Doctors have already warned that patients are dying from other conditions, because of the strain being placed on the system. Andrews announced last year that his government would create 4,000 additional ICU beds, but he walked back that promise the same time he was unveiling the state’s reopening in September.

Modelling commissioned by the government and conducted by the Burnet Institute found a 61 percent likelihood that the current “reopening” plan would result in the hospital system being overwhelmed, with an accompanying 2,000 deaths by the end of the year. The variables in that modelling included the proportion of COVID cases that required hospital treatment.

Another key variable, however, was the effectiveness of contact-tracing, which is now being all but abandoned. The Age reported this morning that Victorian authorities were increasingly adopting a standpoint of “intense pragmatic,” as they were overwhelmed by the state’s more than 20,000 active cases.

Many people who have tested positive for the virus, especially if they are young, are not being contacted by the health department, except in a text message informing them of their result. This means that the authorities have no idea, or interest, in where the individual contracted the virus, who their contacts are, or even the severity of their symptoms.

This is one aspect of the “normalisation” of COVID, which will be intensified over the coming weeks as the government oversees state-sanctioned super-spreading events, including a mass concert in late October, and the Melbourne Cup horse race in early November.

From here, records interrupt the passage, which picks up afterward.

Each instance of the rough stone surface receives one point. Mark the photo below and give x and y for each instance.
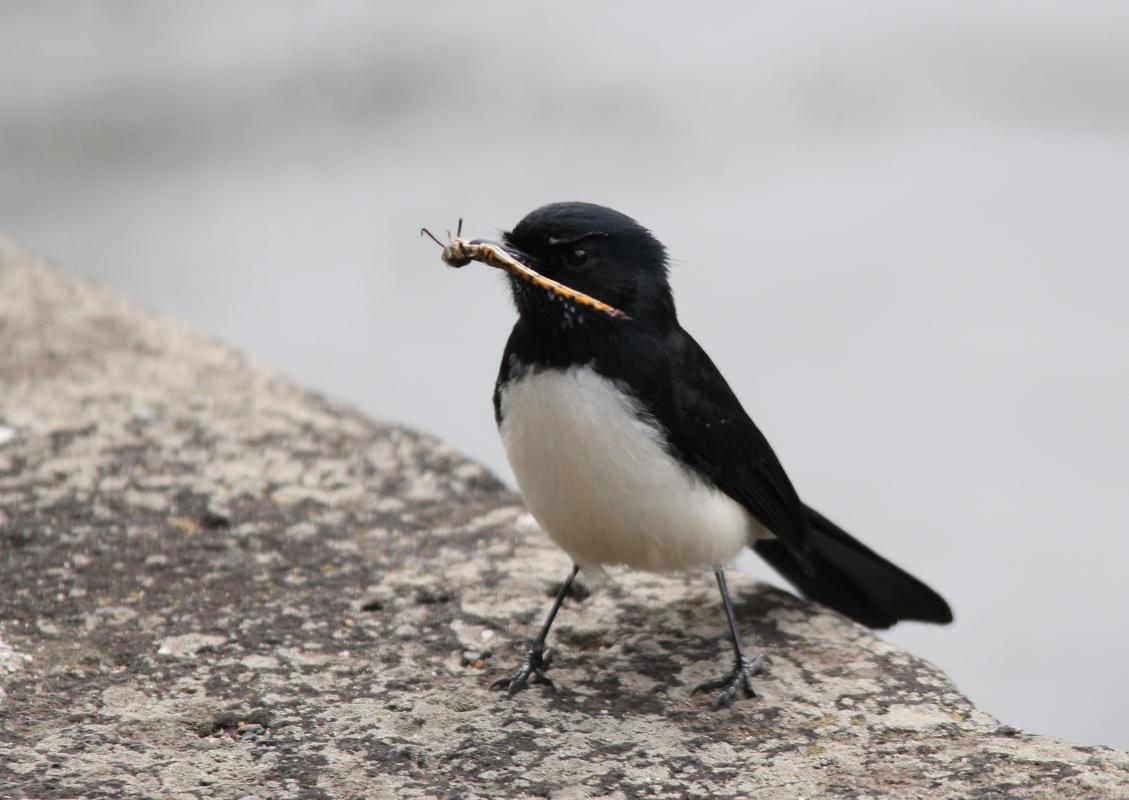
(215, 583)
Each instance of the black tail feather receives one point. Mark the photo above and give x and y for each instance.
(852, 579)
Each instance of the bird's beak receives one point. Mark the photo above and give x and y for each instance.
(519, 256)
(458, 252)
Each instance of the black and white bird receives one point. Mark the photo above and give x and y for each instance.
(631, 449)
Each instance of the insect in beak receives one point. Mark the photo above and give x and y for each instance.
(458, 252)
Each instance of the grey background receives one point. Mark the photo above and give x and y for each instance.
(900, 230)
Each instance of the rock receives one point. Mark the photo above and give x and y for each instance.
(217, 582)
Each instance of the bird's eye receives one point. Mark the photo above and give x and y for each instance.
(576, 256)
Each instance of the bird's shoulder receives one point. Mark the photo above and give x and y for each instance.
(709, 430)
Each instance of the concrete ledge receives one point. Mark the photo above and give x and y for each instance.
(215, 583)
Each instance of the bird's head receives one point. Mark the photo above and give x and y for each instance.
(595, 251)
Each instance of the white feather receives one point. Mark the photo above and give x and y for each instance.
(595, 475)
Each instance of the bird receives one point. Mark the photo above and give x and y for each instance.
(630, 449)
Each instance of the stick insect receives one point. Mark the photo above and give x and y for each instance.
(458, 252)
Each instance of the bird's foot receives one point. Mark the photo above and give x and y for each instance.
(532, 670)
(735, 684)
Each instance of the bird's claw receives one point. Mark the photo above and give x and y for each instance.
(532, 670)
(735, 683)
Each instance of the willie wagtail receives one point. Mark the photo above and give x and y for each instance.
(630, 448)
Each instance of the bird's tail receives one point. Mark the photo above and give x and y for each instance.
(852, 579)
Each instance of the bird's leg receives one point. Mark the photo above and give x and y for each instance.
(536, 661)
(738, 680)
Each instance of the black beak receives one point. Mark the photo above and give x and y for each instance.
(509, 249)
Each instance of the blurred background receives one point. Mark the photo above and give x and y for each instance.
(901, 230)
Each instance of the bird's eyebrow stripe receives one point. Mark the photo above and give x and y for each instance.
(556, 242)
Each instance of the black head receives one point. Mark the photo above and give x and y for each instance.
(596, 251)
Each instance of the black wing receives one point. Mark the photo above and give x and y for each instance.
(714, 434)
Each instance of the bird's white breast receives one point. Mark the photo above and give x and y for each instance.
(595, 475)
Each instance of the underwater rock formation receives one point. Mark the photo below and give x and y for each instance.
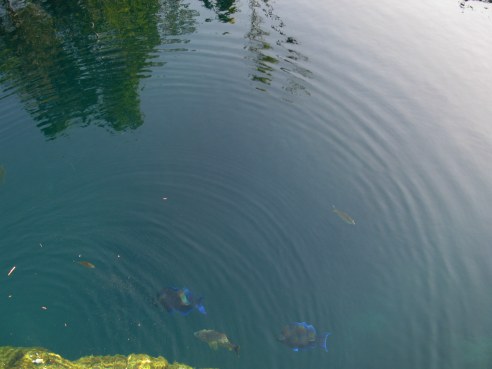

The same approach is being taken by the Coalition state government in NSW, where hundreds of daily cases are still being recorded. NSW Premier Dominic Perrottet, whose installation earlier this month coincided with the state’s reopening, announced yesterday the end of all quarantine measures for international arrivals, provided they are vaccinated and received a negative test before transit. This is another measure that will allow the virus to circulate, and will all but guarantee that new and potentially-more infectious and deadly variants rapidly enter the community as they emerge internationally.

NSW, having already lifted its limited lockdown, is preparing a second “freedom day” for sometime next week, based on 80 percent adult vaccination. Nightclubs will begin to reopen, masks will no longer be required in indoor offices and all caps on attendance at weddings and funerals will be lifted. A full resumption of in person teaching will occur between October 18 and 25, even though more than 200 schools have been forced to close during the current outbreak, while only the children of essential workers have been present.

In a foretaste, the Everest horse race was held in Sydney today, in front of 10,000 spectators. Perrottet, in one of his first acts as premier, doubled the permitted attendance after lobbying from the racing and gaming industry.